- Born: August 16, 1983 (age 43)
- Citizenship: Ghanaian
- Education: University of Cape Coast
- Occupations: Ghanaian Actress and movie producer
- Known for: Alvina: Thunder and Lightning I Do 4Play.
- Children: 2

= Kafui Danku =

Ghanaian actress and movie producer

Kafui Danku (born August 16, 1982) is a Ghanaian actress and movie producer, mostly known for her role in movies such as Any Other Monday, Alvina: Thunder and Lightning, I Do, and 4Play. She is also the author of the book Silence Is Not Golden.

==Early life and education==
Kafui grew up in Ho, but her hometown is Tanyigbe-Etoe, a town in the Volta Region of Ghana. She had her basic education at the Mawuli Primary and JSS. She further attended Ola Girls School in the Volta Region of Ghana, and continued her education at the University of Cape Coast in the Central Region of Ghana where she studied a Bachelor of Arts in English.

==Career==
Kafui began her professional acting career at the United Nations before she entered the Ghana Movie Industry in 2009. She is also an advocate, a Vlogger and former beauty queen. She participated in Miss Ghana 2004, where she became a finalist, and in Miss Greater Accra 2004 where she won the pageant. She is the co-owner of ABC Limited (ABC Pictures GH), a film production company in Ghana. Her first movie in the Ghana movie industry is Agony of the Christ, with casts like Majid Michel and Nadia Buari. In 2025, she was appointed as the Executive Secretary of the National Film Authority (NFA).

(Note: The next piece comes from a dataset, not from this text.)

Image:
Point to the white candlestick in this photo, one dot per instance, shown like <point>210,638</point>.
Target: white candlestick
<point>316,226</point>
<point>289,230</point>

In 2025 she was appointed as the head of Ghana National Film Authority (NFA).

==Personal life==
Danku married a Canadian man, Kojo Pitcher in 2011. They have two children; Lorde Ivan Pitcher and Titan Pitcher. Danku has two siblings. Her parents are Madam Agnes Asigbey (a retired nurse) and the late John Danku.

In May 2018, she launched a project called 'Ghana Power Kids Charity Ball' to help children at the Kwashiorkor Unit of the Princess Marie Louise Children's Hospital in Accra.